Hastings dissolution, debt to be mulled by St. Johns Delegation Friday


The St. Johns County Legislative Delegation is slated to meet Friday morning at 9 a.m. at the St. Johns County Administration Building.

Public comment, as is always the case, will feature prominently. As will the 2018 Legislative Action Plan.

Much of what’s being asked for is familiar, such as transportation funding asks that were in play the last time the delegation met in January.

$95 million for the proposed State Road 313 (SR 313) Extension/Bypass from State Road 207 (SR 207) to State Road 16 (SR 16) (and $30 million more for right of way acquisition and design. And $90 million for the proposed County Road 2209 (CR 2209) from County Road 210 to SR 16.

These have been priority projects for a while.

A new priority project, however, involves the potential dissolution of the town of Hastings — and the debt the town, which has been shriveling over the years, owes.

Hastings now has somewhere around 644 people, down from 1200 at its peak. The average housing price: around $80,000. There is no in-town high school.

And the town — still intact organizationally, for now — has a unique selling point in a county that has added population like few places in the country this century.

There’s plenty of room.

“Looking for a place to get away from the rigors of congested growth. Well look no further, you’ve come to the right place. The Town of Hastings offers residential, commercial and industrial development opportunities and no impact fees,” reads website copy.

“Also, the town offers a state of the art Reverse Osmosis water plant, with the capabilities to expand. If you are searching for that small town charm, look no further. Come be a part of our unique community, “a community …. small in stature, but, big at heart’.”

Big at heart, yet shrinking in ad valorem base, and teetering on the verge of financial failure.

“I think many of us believe that ultimately the town will fail financially,” St. Johns’ county administrator told the St Augustine Record.

Voters likely will liquidate the structure next month.

There are benefits, such as cheaper city water and other services from the county and from the city, per Historic City News.

But mostly, as a very evocative piece from the Florida Times-Union laid out, its time has passed: “In Hastings’ heyday, potatoes and cabbages flooded in from surrounding farms to be processed, packed and shipped by rail or truck across the country. Businesses lined busy Main Street. The Dixie Highway, the main north-south route from Michigan to Miami, came through town in 1916, paved with bricks and busy with vacationers. Those days are gone.”

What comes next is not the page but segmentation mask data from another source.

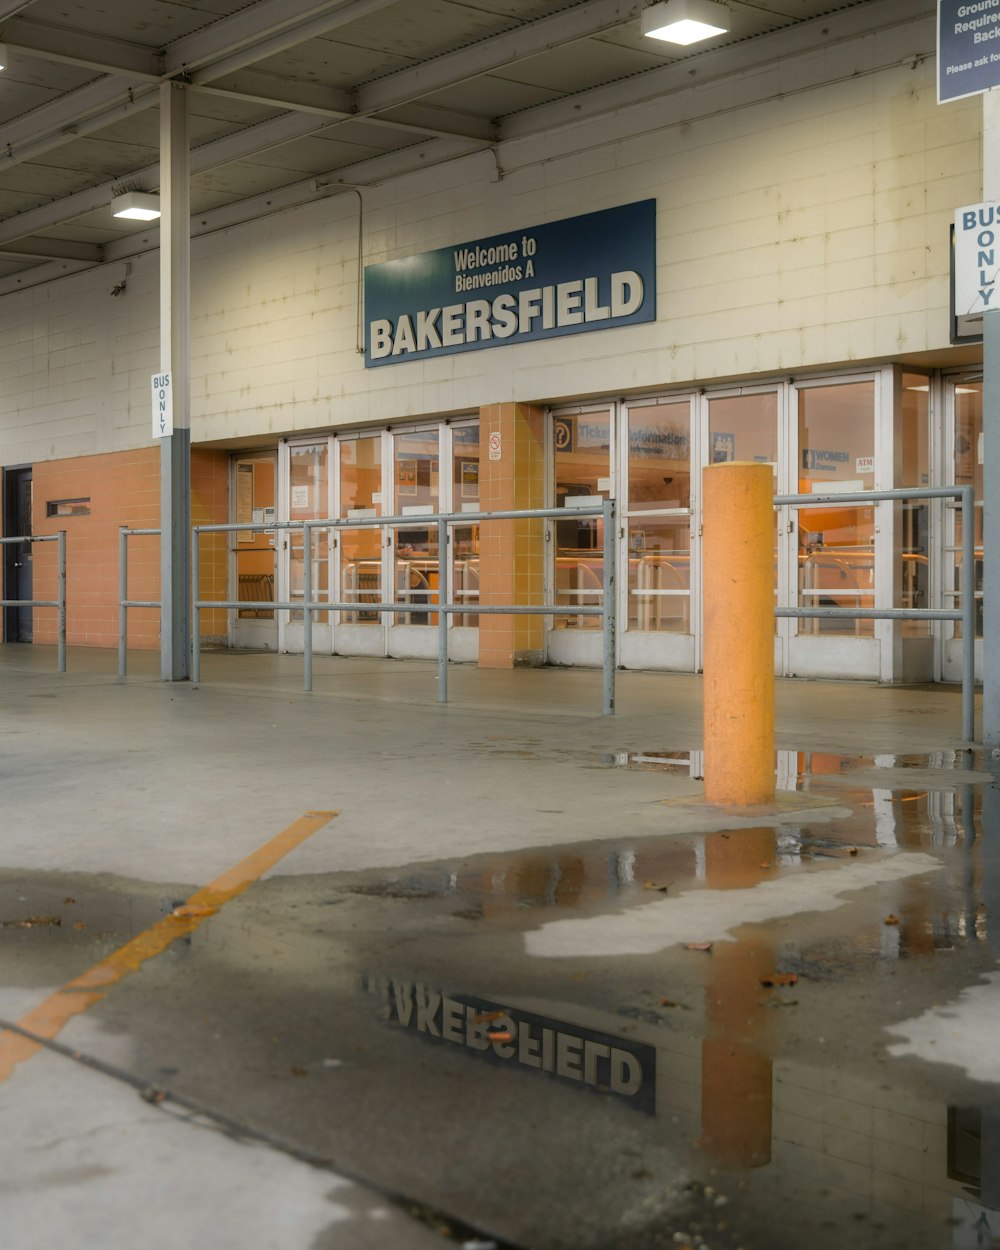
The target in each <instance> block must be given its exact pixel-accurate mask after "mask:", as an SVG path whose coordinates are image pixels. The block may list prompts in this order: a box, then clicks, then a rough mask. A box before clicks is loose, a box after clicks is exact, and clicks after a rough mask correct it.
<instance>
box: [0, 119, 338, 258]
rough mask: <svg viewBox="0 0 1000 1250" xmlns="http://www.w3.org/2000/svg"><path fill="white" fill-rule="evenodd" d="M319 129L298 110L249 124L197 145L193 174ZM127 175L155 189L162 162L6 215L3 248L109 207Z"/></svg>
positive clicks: (259, 151) (3, 235) (0, 246)
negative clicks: (3, 247)
mask: <svg viewBox="0 0 1000 1250" xmlns="http://www.w3.org/2000/svg"><path fill="white" fill-rule="evenodd" d="M315 129H316V123H315V121H314V120H312V119H311V118H309V116H302V115H301V114H296V113H287V114H284V115H282V116H280V118H271V119H270V120H269V121H261V123H260V125H256V126H246V128H245V129H244V130H237V131H236V134H232V135H225V136H224V138H222V139H214V140H212V141H211V143H207V144H202V145H201V146H200V148H195V149H194V150H192V153H191V174H200V173H204V171H205V170H209V169H215V168H217V166H220V165H229V164H231V163H232V161H236V160H246V159H247V158H249V156H252V155H255V154H256V153H261V151H267V150H269V149H270V148H277V146H280V145H281V144H286V143H291V141H292V140H295V139H301V138H302V136H304V135H307V134H311V133H312V131H314V130H315ZM125 178H128V179H130V180H135V181H138V183H141V184H143V185H144V186H146V187H149V189H150V190H154V189H156V187H158V186H159V185H160V164H159V161H156V163H155V164H153V165H146V166H145V168H144V169H138V170H133V171H131V173H129V174H128V175H121V176H120V178H114V179H109V180H108V181H105V183H101V184H100V186H90V187H88V189H86V190H85V191H76V192H75V194H74V195H68V196H65V197H64V199H61V200H54V201H53V202H51V204H42V205H40V206H39V207H37V209H26V210H25V211H24V212H17V214H15V215H14V216H11V217H6V219H5V220H4V221H0V247H2V246H5V245H6V244H9V242H12V241H15V240H17V239H26V237H29V236H31V235H35V234H37V232H39V231H40V230H51V229H53V227H54V226H58V225H61V224H63V222H64V221H73V220H74V219H75V217H81V216H84V215H85V214H88V212H95V211H96V210H98V209H104V207H108V206H109V205H110V202H111V199H113V195H114V187H115V185H116V184H118V183H120V181H123V180H124V179H125Z"/></svg>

In November, Hastings will vote on dissolving as a town and revoking its charter. But its debt won’t be so easily dissolved.

Among monies owed: $237,000 to FDOT, $639,400 in water and sewer Revenue Bond debt, and $72,757 listed in the Ordinance as “Building Maintenance and Improvement Loan.”

Almost $950,000, all told, that the county doesn’t want to be on the hook for.

“Should Hastings voters approve dissolution in November 2017, St. Johns County will assume responsibility for providing programs and services to Hastings residents and will acquire the Town’s debts and obligations in accordance with Statute,” asserts the county in its legislative action plan.

“In consideration of the unique circumstances inherent in dissolution of a Town and the obligations and additional costs St. Johns County would incur as a result of the dissolution, the County respectfully requests consideration of all or partial forgiveness of the debt owed by the Town of Hastings should dissolution occur.”

Though there are bigger ticket items on the agenda, municipal dissolution may be the most interesting — after all, it is rare. Though it is not unprecedented.

In St. Johns County, “New Augustine” was annexed into St. Augustine almost a century ago. Up U.S. 1 just a bit, South Jacksonville was annexed into Jacksonville — a trend in Duval, even before its city/county consolidation, with Murray Hill and LaVilla likewise having been annexed.

But in the case of Hastings, which doesn’t abut a major population center, annexation isn’t the path.

Dissolution may be.

Rep. Cyndi Stevenson addressed the matter in comments Thursday.

“If Hastings votes to combine with the County, it will likely benefit the city residents and businesses because the county will be a more efficient provider of services.  The County will likely incur some costs to improve water infrastructure. The County is already providing some services to unincorporated areas near Hastings, so there are some efficiencies that can be recognized,” Stevenson asserted.

Stevenson does not expect material benefit to St. Johns County itself.

“There isn’t much tax base out there.  Financially, I don’t see much upside for the county,” Stevenson asserted, “but this is what counties do. They serve the people who live there.”

Stevenson also values the Hastings legacy, urging citizens to “maintain their wonderful history and their place name.”

“This is an example of a community that was left behind in many ways with changing modes of transportation.  I hope the rail trail efforts we’ve worked on for years will be helpful in the future prosperity of this area of SJC,” Stevenson added.